Purpose: To evaluate outcomes of eyes with postcataract surgery endophthalmitis that were managed without microbial cultures.
Design: This retrospective, single-center comparative cohort study identified all cases of endophthalmitis after cataract surgery presenting between February 1, 2014, and November 1, 2022.
Subjects: All eyes presenting with presumed endophthalmitis requiring in-office treatment with intravitreal antibiotics and either a vitreous or aqueous tap were included.
Methods: Endophthalmitis cases were divided into the "culture group," if the vitreous or aqueous specimens were sent for microbiologic sampling, or into the "no culture group" if an aqueous or vitreous tap was performed but not sent for microbiologic sampling.
Main outcome measures: Best-corrected visual acuity (VA) 12 months after endophthalmitis presentation, incidence of retinal detachment, and need for subsequent procedures.
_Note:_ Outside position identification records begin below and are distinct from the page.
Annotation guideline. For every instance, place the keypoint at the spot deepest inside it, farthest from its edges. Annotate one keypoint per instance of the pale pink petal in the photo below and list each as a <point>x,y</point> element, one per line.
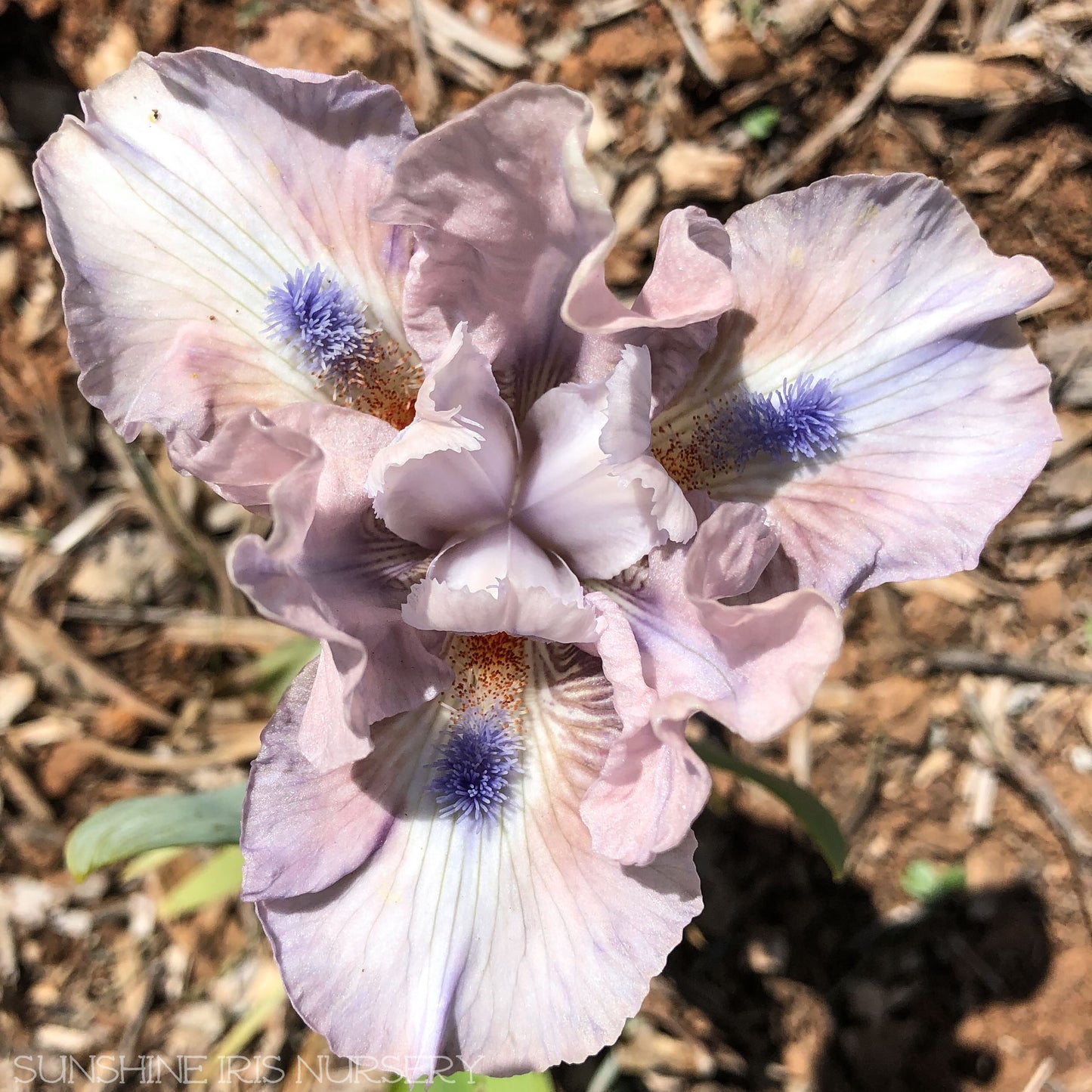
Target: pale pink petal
<point>652,785</point>
<point>509,946</point>
<point>883,289</point>
<point>753,667</point>
<point>590,490</point>
<point>505,210</point>
<point>330,571</point>
<point>675,314</point>
<point>500,581</point>
<point>328,809</point>
<point>453,469</point>
<point>198,183</point>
Results: Of the 232 endophthalmitis cases identified, 196 (85%) were in the "culture group" and 36 (15%) were in the "no culture group." At endophthalmitis presentation, eyes in the "culture group" had a mean (standard deviation [SD]) logarithm of the minimum angle of resolution (logMAR) VA (Snellen equivalent) of 2.14 (0.8) (20/2760) and mean (SD) logMAR VA in the "no culture group" was 1.93 (0.8) (20/1702) (P = 0.185). At 12-month follow-up, mean (SD) logMAR VA for the "culture group" was 0.80 (1.0) (20/126) and 0.41 (0.5) (20/50) in the "no culture group" (adjusted difference = 0.41, 95% confidence interval = -0.043 to 0.857, P = 0.076). Twenty of 196 (10%) eyes in the "culture group" developed secondary retinal detachments within 12 months of presentation compared with 0 in the "no culture group" (P = 0.045).
Conclusions: Eyes with endophthalmitis after cataract surgery managed without microbiologic cultures have similar visual outcomes to eyes managed with microbiologic cultures and may be less likely to develop secondary retinal detachments. This may be an acceptable strategy to manage endophthalmitis after cataract surgery when prompt access to a microbiologic facility is unavailable.
Financial disclosure(s): Proprietary or commercial disclosure may be found in the Footnotes and Disclosures at the end of this article.
Keywords: Antibiotics; Cataract surgery; Endophthalmitis; Microbiologic cultures; Vitreous cultures.